Innocent questions that arise naturally, especially in the minds of people of all types who live in areas with a nice, large, healthy proportion of residents who are members of the Church of Jesus Christ of Latter-Day Saints, include the following:
Joan Marcus The first North American tour cast of The Book of Mormon, making the world a better place sometime last year
1. Just how many Mormons live in my stomping grounds?
2. If it's a lot, does that have anything to do with why I haven't been able to see The Book of Mormon yet without taking a road trip that, for a neurotypical person, would involve at least one overnight stay or, at least, sleeping and driving in shifts? (Don't fly to L.A. or Las Vegas unless you're staying at least three days. You will spend more time getting to and from the airport than it took to drive or, if you're supa-green, to ride Amtrak or a bus.)
There are several ways to look at this, statistically. Let's start with monumental sacred architecture. The state of Arizona is now tied with Idaho (also very Utah-adjacent) and Texas (very populous) with a working total of four Mormon temples (and Tucson and Phoenix are on deck), a number exceeded only by California's seven (California, in case you haven't heard of it, is another extremely populous state) and 14 in Utah, the state where the LDS church -- the fourth largest Christian denomination in the United States -- is headquartered (not counting two Utah temples still under construction, but counting the Ogden location, which is currently closed for renovations).
Speaking of temples, I'm not sure why a church needs three palatial houses of worship (for lack of a better term) all of which could be viewed between breakfast and lunch (I'm talking to you, Phoenix, Mesa, and Gilbert) -- because the temple is not the place Mormons hang out for routine churchgoing and activities -- but the things I know, let alone understand, about most denominations of any organized religion could fit in Chip the teacup boy from Beauty and the Beast with room for cream and sugar. I present as a person whose relatively neutral point of view comes from widespread, equitable ignorance (I'm unchurched, descended from tedious Nothern European Protestants who sometimes convert to marry a hottie), because the alternative, learning a whole lot about a bunch of religions, is time-consuming. Just so you know.
The church reported in 2012 that Arizona is 6.26 percent Mormon. Other than the states with more temples than Arizona, only Wyoming and Nevada exceed that proportion. (By comparison, 31 percent of Arizonans are vaguely Roman Catholic, but it's a much easier religion in which to be vague.) The U.S. Census agrees that we hover between 5 and 10 percent LDS.
Maricopa County itself (where I'm sitting right now) is neither the most nor the least proportionally Mormon county in Arizona, despite containing the cities and towns that are home to three of the temples, including Mesa, a city literally founded by members of the church, and Gilbert, a relatively recently developed hotbed of LDS membership (13 percent). Is that a lot? You tell me:
Chart by Wikipedia user Newb4243, used under Creative Commons Attribution-Share Alike 3.0 Unported License A 2000 county-by-county breakdown of United States LDS membership (reported by the church) as a proportion of overall population (reported by the U.S. Census)

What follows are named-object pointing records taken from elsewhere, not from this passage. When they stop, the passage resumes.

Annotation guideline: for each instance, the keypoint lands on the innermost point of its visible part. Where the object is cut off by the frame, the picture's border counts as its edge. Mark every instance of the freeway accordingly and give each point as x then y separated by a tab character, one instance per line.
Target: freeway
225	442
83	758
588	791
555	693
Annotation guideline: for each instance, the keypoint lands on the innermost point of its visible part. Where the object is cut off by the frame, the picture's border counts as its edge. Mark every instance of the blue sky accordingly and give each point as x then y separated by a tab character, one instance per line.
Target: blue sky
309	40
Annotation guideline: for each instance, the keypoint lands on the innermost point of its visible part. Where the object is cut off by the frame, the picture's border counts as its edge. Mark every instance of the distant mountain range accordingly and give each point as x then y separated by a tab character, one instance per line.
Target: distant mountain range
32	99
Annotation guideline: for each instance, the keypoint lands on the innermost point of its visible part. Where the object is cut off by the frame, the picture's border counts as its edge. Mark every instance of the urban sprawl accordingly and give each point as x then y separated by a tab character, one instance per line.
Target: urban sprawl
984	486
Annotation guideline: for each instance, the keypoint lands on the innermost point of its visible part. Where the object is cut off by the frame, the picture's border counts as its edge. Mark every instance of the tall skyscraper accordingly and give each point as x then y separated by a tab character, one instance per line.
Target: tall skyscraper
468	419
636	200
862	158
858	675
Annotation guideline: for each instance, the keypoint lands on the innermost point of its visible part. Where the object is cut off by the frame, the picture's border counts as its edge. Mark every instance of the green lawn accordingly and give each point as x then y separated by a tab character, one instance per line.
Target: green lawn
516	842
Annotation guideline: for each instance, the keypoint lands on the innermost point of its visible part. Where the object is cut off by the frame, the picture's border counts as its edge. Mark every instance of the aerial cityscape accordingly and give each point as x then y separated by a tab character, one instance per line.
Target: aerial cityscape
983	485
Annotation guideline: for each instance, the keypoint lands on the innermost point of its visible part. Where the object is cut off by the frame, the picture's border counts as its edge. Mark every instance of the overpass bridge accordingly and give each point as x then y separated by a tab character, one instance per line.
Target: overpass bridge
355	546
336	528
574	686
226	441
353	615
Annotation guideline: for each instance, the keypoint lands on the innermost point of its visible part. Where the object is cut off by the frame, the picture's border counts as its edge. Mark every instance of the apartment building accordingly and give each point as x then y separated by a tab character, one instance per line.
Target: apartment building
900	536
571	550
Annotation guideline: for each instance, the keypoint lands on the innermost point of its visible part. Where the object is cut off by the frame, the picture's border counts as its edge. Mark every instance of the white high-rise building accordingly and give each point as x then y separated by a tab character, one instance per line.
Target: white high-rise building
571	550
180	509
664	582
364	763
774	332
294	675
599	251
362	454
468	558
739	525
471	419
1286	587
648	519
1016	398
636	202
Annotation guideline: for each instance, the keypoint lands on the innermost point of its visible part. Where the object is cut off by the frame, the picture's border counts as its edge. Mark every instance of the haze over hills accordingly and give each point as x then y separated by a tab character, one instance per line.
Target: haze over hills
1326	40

Percentages aside, Arizona is also home to the fourth-highest sheer headcount of LDS church members of any state. Living among a lot of Mormons is neither inherently good nor bad. New Times has written a ton about this, including that Mormons are typically happy and nice, sometimes creepily so, unless they are gay, which is so cognitively dissonant that gay Mormons tend to kill themselves, but it's getting better -- and it's scarcely the only denomination that has issues with homosexuality. They're also super-musical, singing and playing instruments from an early age, and that makes a musical like The Book of Mormon kind of a natural.
Growing up in Mesa in the '60s and '70s, when about 40 percent of Mesans were LDS, meant that far more than 40 percent of public school kids were LDS (because church members usually have large families), and my civil rights were routinely violated during the school day, mostly in the form of public prayers to Heavenly Father at the beginnings of assemblies and concerts. But that's all in the past, and it was hardly something that only Mormons inflicted on us little hippies.